Lawyers for the Football Union of Russia argued the ban was “a disciplinary sanction in disguise” denying the right to be heard before the FIFA Council.

Poland eventually qualified for the World Cup and were drawn into a group with Argentina, Mexico and Saudi Arabia on April 1.

What if Russia wins its July appeals to the Court of Arbitration for Sport?

Even if the Football Union of Russia wins its appeal at CAS, it seems unlikely that the men’s and women’s teams can be reinstated at the World Cup or Euro 2022.?

The Russian clubs’ victory in their July 11 appeal should see them reinstated in the 2022-23 UEFA club competitions, worth tens of millions of euros (dollars) in prize money.

Zenit would have had direct entry into the group stage of the Champions League from September.

La Liga runners-up Sochi would appear in the Champions League third qualifying round draw on July 18. The first legs are scheduled for August 2-3.

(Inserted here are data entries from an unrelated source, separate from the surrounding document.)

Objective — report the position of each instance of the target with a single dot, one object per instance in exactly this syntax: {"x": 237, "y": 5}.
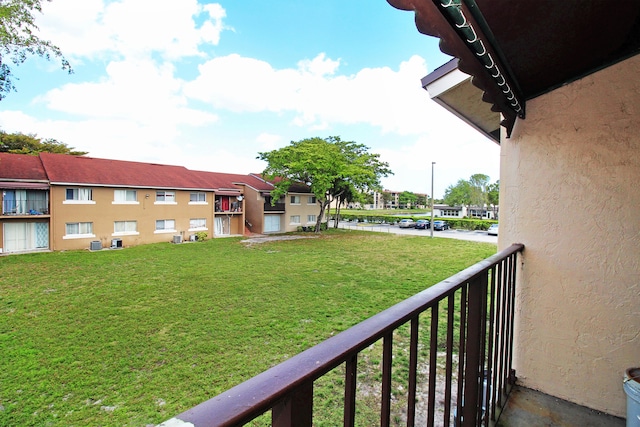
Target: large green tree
{"x": 18, "y": 40}
{"x": 458, "y": 194}
{"x": 407, "y": 198}
{"x": 330, "y": 167}
{"x": 479, "y": 183}
{"x": 19, "y": 143}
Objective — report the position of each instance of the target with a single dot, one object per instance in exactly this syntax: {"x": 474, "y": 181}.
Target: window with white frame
{"x": 165, "y": 225}
{"x": 78, "y": 230}
{"x": 198, "y": 197}
{"x": 125, "y": 196}
{"x": 121, "y": 228}
{"x": 79, "y": 196}
{"x": 165, "y": 196}
{"x": 197, "y": 224}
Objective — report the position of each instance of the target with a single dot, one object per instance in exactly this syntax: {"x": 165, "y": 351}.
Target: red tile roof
{"x": 82, "y": 170}
{"x": 63, "y": 168}
{"x": 21, "y": 167}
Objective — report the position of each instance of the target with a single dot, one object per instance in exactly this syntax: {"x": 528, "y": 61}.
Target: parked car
{"x": 440, "y": 225}
{"x": 422, "y": 224}
{"x": 406, "y": 223}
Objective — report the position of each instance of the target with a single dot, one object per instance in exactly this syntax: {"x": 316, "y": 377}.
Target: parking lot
{"x": 476, "y": 236}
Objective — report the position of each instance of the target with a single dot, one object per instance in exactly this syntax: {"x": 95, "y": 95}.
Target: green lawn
{"x": 135, "y": 336}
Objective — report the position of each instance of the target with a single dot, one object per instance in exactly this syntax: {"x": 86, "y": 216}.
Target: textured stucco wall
{"x": 570, "y": 178}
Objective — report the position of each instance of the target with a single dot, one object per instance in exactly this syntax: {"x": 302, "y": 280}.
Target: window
{"x": 165, "y": 225}
{"x": 78, "y": 195}
{"x": 125, "y": 196}
{"x": 78, "y": 230}
{"x": 165, "y": 196}
{"x": 198, "y": 197}
{"x": 125, "y": 227}
{"x": 197, "y": 224}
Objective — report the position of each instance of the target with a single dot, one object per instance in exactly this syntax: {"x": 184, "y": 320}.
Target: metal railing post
{"x": 295, "y": 410}
{"x": 473, "y": 368}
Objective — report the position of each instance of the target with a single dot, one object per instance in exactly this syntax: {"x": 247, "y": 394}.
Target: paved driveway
{"x": 476, "y": 236}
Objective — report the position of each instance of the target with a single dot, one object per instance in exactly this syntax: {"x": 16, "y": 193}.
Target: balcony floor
{"x": 527, "y": 407}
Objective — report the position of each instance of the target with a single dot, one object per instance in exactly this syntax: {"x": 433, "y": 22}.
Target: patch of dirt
{"x": 263, "y": 239}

CSKA Moscow and Dynamo Moscow also joined the appeal submitted in mid-May before the end of the season. Dynamo, Krasnodar and Spartak Moscow later took the European qualifying spots.

One of the three judges in the clubs’ hearing is American attorney Jeffrey Benz. At the Beijing Olympics, Benz was part of the CAS panel that cleared Russian figure skater Kamila Valieva for competition despite an ongoing investigation into a doping case.